Valero CEO: Improvement Ahead, Margins Remain Low

NEW YORK -- While U.S. refining margins remain depressed, Valero Energy Corp.'s Chairman and CEO Bill Klesse said he sees signs of improvement early next year, during the Platts Global Energy Awards here, according to a Reuters report.

"Margins look better for Q1," Valero told reporters. "We need demand to recover."

However, shuttering the company's 195,000-barrel-per-day Paulsboro, N.J., refinery remains "an option," according to Klesse and large-scale maintenance including a complete shutdown is still planned for the first quarter of 2011, according to the report.

"We had interest in Paulsboro, but nothing came of it," he said.

In addition, the U.S. East Coast remains a "difficult, very competitive" market, while elsewhere in the country, notably California, margins are better, Klesse said.

Valero recently closed its 210,000-barrel-per-day Delaware City, Del., refinery for economic reasons, according to the report.
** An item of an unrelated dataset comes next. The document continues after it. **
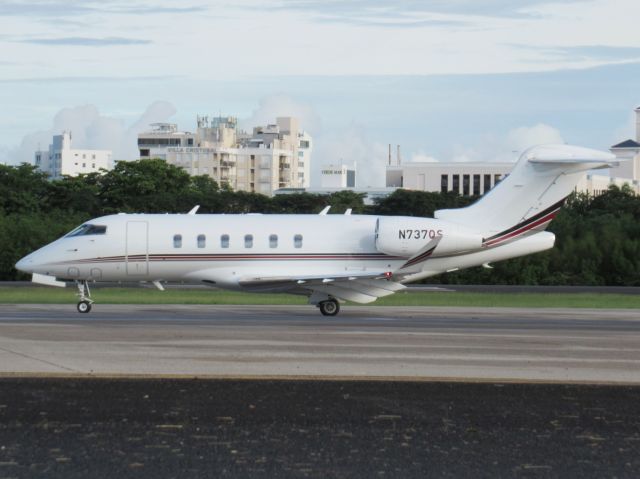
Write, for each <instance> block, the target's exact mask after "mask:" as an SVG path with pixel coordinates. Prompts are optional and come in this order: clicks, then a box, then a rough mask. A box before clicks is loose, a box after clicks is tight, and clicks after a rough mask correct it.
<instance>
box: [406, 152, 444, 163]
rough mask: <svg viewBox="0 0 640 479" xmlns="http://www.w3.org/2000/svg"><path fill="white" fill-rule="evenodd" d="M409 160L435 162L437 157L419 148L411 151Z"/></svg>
mask: <svg viewBox="0 0 640 479" xmlns="http://www.w3.org/2000/svg"><path fill="white" fill-rule="evenodd" d="M409 161H410V162H411V163H436V162H437V161H438V159H437V158H435V157H433V156H431V155H428V154H427V153H425V152H424V151H422V150H420V151H418V152H417V153H412V154H411V159H410V160H409Z"/></svg>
Klesse said at the conference those employees received severance and by around Jan. 20, would be off Valero's payroll, according to the report.

Meanwhile, Valero's capital spending in 2010 is estimated to be $2.0 billion to $2.5 billion, down from 2009's $2.5 billion to $2.9 billion, Reuters reported.

He emphasized the company expects a loss in the fourth quarter 2009, at least as large as the $219 million loss seen in the third quarter, excluding special items, the report stated.

Despite this, Klesse said the company was "actively looking" to make acquisitions in the ethanol sector, Reuters reported.

Klesse said: "We really are refiners of petroleum but we believe that ethanol is part of the fuel mix. You should not be surprised to see us continue to look for opportunities," but declined to offer any specifics on upcoming deals.

Valero Executive Vice President of Corporate Development and Strategic Planning Gene Edwards told Reuters: "Ethanol is doing great," and the company is making a net margin in ethanol of more than 50 cents per gallon so far in the fourth quarter.